Study design: A total of 241 gravidas with uncomplicated, singleton, term pregnancies were studied. Maternal demographic and pregnancy-specific characteristics were used to calculate the expected birth weight for each fetus using a previously validated birth weight prediction equation. The additional independent predictive value of 4 paternal variables was assessed using multiple regression.

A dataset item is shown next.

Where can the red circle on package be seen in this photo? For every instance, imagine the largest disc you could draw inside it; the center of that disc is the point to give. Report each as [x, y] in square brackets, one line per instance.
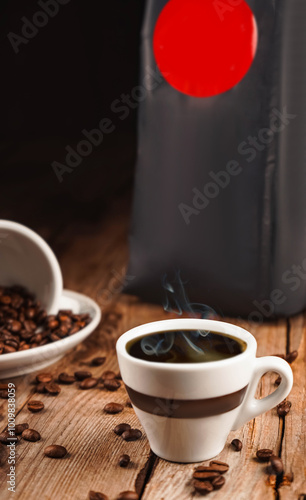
[205, 47]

Results: Before adjustment for other variables, paternal height and weight significantly correlated with birth weight, but paternal age and body mass index did not. After controlling for maternal and pregnancy-specific factors that are known to influence fetal weight, only paternal height was significant as a predictive variable. The proportion of variance in birth weight that could be independently explained by paternal height was 2%. A 10-g gain in fetal weight was associated with each centimeter of increase in paternal height (P < .02). Using the resulting combination equation that included paternal height as a variable, 31% of the variance in term birth weight could be explained, and birth weights could be accurately predicted to within +/- 8.3% (+/- 288 g). Fathers with heights 2 SD above and below the mean had the term birth weight of their offspring increased and diminished by 125 g, respectively.
Conclusion: Paternal height explains an independent portion of the variance in term birth weight among normal newborns of up to 250 g that cannot be explained by other maternal or pregnancy-specific factors. Paternal age, weight and body mass index do not independently influence birth weight.